Traces de feu (Photo: Pozek/ Octobre 2006/ Flickr-CC
Traces de feu (Photo: Pozek/ Octobre 2006/ Flickr-CC)

Du côté de l’association Flavie (Association Suisse Romande pour les victimes de brûlures), on reconnaît une collaboration entre hôpitaux et barreurs de feu. Selon Luis Bellaro, Responsable de projet, "Les HUG à Genève, Le CHUV à Lausanne fournissent aux patients qui le souhaitent, une liste de faiseurs de secret, coupeurs de feu et de sang".

En fait, il suffit de se pencher pour trouver des informations sur les coupeurs de feu suisses. Mieux, il y a carrément un bottin avec des centaines d’adresses répertoriées! Les Editions Favre eurent le nez fin en publiant le travail de l’anthropologue Magali Jenny, l’accompagnant d’un répertoire détaillé: le livre "Guérisseurs, rebouteux et faiseurs de secrets en Suisse romande" en est à sa cinquième réédition. Selon les éditions Favre, 67.000 exemplaires ont été écoulés!

Et en Belgique?

Et en Belgique, comment rentrer en contact avec un coupeur de feu sans bottin? "La meilleure solution à adopter pour choisir un guérisseur reste l’instinct", le conseil vient directement de Magali Jenny. Ca va être facile, tiens…

Je contacte Jean-Pierre Arnould, Administrateur délégué à la Fondation Belge des Brûlures:

Personnellement, je n’en ai jamais vu à l’œuvre. C’est plutôt décrit dans les villages. J’ai une approche cartésienne de la brûlure mais qui serais-je pour détenir la vérité? Cela dit, j’ai travaillé pendant vingt ans dans des centres de brûlés. Il y avait un volume important et je n’ai jamais été en présence de personnes qui avaient bénéficié de tel don. Je reste neutre par rapport à la question mais d’un point de vue éthique, il est fondamental que des solutions de ce type ne détournent pas le blessé des traitements connus et efficaces.

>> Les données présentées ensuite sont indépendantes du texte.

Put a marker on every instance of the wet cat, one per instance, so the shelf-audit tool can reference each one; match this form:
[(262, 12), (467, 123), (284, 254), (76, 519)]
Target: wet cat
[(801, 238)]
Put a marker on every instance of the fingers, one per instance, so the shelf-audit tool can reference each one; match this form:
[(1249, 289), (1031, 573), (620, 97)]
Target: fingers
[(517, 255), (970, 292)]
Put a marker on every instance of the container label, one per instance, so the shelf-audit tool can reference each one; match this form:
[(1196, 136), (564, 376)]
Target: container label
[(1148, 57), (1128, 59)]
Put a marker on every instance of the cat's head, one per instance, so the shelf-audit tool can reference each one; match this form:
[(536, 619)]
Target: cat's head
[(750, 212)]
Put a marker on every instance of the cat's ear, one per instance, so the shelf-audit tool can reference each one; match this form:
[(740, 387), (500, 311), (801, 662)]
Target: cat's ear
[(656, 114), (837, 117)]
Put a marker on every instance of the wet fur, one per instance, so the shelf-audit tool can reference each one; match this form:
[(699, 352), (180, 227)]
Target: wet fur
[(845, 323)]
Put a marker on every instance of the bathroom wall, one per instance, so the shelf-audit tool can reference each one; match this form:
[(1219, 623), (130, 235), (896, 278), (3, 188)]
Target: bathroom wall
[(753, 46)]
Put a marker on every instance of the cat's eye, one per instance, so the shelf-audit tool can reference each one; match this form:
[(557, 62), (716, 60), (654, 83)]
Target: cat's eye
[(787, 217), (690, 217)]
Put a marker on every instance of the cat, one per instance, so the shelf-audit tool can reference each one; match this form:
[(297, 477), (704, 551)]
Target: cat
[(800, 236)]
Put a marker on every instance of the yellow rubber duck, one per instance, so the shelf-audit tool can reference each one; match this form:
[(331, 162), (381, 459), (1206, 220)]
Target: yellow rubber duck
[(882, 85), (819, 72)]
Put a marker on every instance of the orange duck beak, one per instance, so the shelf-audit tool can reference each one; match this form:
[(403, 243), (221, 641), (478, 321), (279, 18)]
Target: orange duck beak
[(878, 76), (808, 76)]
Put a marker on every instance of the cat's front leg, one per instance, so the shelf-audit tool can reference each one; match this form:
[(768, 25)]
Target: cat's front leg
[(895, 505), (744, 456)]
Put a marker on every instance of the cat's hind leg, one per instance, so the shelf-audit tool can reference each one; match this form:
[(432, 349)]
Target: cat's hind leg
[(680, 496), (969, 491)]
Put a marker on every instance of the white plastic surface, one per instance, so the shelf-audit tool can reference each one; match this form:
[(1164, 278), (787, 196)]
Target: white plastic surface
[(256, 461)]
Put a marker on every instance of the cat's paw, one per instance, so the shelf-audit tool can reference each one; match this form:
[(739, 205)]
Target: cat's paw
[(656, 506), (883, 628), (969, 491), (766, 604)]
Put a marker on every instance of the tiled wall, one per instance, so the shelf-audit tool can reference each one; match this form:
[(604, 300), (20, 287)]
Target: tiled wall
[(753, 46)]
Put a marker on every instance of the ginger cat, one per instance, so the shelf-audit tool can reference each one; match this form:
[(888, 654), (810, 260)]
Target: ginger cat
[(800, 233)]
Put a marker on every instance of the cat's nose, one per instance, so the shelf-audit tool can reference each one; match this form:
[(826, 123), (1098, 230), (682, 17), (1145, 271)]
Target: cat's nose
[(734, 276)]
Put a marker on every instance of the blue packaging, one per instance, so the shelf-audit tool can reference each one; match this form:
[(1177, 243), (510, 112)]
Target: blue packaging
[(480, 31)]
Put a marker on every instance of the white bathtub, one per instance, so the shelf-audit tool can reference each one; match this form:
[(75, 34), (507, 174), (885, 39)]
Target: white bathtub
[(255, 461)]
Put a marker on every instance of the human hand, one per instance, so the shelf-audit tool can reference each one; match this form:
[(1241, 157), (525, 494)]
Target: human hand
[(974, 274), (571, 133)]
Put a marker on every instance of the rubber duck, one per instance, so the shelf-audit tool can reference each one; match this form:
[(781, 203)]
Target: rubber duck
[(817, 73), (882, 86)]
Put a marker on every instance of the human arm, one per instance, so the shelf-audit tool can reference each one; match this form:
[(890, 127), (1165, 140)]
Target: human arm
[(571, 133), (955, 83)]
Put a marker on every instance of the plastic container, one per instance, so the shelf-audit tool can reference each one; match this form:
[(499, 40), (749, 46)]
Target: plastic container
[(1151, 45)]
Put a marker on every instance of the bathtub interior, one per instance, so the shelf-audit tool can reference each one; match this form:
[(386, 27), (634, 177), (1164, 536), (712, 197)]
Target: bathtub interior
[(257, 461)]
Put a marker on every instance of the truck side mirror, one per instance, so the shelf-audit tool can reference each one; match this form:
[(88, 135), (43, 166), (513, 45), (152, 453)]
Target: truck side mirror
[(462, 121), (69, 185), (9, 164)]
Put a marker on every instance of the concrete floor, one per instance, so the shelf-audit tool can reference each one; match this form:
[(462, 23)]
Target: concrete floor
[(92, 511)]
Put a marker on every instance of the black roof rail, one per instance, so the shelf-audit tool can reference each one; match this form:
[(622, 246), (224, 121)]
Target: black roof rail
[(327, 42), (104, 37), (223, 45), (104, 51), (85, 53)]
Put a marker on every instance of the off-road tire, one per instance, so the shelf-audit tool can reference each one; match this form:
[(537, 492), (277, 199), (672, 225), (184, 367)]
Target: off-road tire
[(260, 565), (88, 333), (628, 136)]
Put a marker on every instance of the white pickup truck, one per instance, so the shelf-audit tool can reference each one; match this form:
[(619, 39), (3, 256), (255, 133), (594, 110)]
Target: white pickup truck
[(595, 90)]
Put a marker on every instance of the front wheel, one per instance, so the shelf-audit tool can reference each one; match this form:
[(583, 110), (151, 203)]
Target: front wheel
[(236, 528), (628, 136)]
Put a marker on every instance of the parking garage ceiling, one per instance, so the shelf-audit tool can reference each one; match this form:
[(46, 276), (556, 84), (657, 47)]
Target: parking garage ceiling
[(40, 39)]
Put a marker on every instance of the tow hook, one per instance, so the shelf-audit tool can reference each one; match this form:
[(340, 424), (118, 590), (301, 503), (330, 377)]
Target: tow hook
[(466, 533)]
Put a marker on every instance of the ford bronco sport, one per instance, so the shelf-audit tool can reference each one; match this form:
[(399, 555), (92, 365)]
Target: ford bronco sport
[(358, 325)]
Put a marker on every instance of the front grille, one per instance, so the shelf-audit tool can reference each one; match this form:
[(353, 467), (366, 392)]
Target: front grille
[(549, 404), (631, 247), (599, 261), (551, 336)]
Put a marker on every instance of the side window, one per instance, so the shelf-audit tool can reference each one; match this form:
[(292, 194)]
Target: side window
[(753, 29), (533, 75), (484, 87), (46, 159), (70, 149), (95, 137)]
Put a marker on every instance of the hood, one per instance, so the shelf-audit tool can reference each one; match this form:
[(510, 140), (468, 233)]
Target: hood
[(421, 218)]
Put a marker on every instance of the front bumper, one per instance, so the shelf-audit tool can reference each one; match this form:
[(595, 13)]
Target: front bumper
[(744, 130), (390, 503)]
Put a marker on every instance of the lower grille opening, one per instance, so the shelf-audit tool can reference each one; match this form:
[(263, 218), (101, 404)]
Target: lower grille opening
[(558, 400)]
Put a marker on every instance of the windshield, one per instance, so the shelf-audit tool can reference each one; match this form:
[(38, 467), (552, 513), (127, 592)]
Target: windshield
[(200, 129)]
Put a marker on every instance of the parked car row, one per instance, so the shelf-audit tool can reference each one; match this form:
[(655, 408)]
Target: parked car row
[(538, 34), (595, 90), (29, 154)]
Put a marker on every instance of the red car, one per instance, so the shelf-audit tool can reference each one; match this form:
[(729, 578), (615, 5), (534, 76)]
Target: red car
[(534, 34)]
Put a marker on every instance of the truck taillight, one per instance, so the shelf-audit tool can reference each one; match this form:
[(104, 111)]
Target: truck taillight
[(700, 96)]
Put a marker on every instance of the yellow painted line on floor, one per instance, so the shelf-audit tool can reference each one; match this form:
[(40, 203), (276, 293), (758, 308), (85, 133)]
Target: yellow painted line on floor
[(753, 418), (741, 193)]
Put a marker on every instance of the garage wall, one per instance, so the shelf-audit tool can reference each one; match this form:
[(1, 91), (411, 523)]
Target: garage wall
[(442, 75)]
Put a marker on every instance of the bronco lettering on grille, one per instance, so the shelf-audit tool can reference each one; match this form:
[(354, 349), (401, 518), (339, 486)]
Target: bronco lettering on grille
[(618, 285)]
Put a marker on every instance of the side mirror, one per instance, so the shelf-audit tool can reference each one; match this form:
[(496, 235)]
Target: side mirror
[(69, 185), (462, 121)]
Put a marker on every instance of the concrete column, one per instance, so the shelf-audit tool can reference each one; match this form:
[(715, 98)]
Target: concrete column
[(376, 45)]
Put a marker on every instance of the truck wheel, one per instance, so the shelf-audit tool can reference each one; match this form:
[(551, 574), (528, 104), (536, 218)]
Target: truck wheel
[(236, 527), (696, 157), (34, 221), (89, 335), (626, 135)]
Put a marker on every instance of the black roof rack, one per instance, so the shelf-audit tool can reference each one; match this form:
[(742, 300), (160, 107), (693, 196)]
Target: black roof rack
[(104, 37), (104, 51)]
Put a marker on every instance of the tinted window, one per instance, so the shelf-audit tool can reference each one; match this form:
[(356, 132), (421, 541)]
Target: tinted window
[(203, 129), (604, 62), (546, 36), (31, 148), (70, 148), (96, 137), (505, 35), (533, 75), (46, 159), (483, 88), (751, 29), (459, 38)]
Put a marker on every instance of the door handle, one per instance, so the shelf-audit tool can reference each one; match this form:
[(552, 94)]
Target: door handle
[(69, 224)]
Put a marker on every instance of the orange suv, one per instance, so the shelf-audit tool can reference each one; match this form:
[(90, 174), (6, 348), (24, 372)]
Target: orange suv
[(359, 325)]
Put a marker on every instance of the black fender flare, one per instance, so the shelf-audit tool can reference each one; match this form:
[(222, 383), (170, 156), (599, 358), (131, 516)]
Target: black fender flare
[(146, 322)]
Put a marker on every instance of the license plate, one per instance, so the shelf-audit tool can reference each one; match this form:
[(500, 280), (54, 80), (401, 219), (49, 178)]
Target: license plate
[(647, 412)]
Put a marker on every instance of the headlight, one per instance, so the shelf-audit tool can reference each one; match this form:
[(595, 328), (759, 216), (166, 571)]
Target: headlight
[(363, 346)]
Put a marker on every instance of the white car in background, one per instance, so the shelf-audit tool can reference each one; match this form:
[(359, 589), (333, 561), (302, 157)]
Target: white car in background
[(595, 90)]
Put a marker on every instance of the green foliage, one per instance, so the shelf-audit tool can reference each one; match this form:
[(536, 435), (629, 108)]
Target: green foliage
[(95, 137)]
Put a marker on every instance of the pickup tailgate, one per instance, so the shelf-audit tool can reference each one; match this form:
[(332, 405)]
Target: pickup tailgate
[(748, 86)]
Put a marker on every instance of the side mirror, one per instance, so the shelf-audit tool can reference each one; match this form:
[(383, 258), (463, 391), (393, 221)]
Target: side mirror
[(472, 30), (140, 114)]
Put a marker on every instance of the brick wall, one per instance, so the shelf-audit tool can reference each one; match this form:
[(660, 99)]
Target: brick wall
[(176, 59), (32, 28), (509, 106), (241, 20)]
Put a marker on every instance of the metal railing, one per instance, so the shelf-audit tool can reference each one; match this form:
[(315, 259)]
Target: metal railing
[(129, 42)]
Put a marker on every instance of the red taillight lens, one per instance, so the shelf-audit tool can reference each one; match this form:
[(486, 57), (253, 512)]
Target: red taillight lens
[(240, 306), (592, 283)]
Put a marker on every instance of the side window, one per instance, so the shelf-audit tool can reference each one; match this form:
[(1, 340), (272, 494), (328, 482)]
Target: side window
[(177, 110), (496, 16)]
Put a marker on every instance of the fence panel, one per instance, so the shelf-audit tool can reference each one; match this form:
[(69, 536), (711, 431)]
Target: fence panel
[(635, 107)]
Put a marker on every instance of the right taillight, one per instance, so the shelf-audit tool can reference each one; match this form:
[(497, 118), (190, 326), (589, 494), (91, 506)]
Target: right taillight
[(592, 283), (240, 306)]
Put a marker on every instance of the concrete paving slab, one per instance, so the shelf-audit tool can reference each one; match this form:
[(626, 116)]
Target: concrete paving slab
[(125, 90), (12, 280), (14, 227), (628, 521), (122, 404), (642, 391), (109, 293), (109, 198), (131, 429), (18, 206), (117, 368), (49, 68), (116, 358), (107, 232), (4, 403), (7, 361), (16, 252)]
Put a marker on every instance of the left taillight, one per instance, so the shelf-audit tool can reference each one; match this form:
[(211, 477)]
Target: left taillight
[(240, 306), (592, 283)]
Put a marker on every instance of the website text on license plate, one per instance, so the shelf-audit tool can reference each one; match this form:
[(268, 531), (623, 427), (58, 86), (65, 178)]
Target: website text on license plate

Via des articles de presse, je découvre qu’un pompier ardennais aurait également reçu le don. Je contacte la caserne où on me promet de rappeler... Ah mais je suis con! Pascale évidemment! J’ai son numéro de GSM.

Je l’appelle, lui explique. Elle est d’accord. Rendez-vous à…pardon? Sibret? C’est où? Dans la province du Luxembourg. Google Maps m’apprend que les soins de Pascale ont parcouru 157 kilomètres (s’ils ont pris l’autoroute et la N4) pour couper la douleur de Mad. Lundi 11 mars, je prends le chemin inverse.

  • Le mot d’Olivier Bailly, auteur de ce récit:

Je suis imperméable aux médecines traditionnelles qui modifient nos flux d’énergie sans toucher les corps. Je n’ai pas cru une seconde à l’apocalypse maya, je ne relève pas le numéro des marabouts qui veulent me rendre fortuné. Bref, tous les phénomènes paranormaux me laissent circonspect. Par ailleurs, cet article n’a été écrit sous l’influence d’aucune drogue.

Ceci étant dit, tout ce qui se trouve dans ce récit est le reflet le plus sincère des faits qui se sont déroulés (pas de la réalité-vérité remasterisé à la Marcela Iacub ou du journalisme romanesque avec BHL. On ne badine pas avec le monde).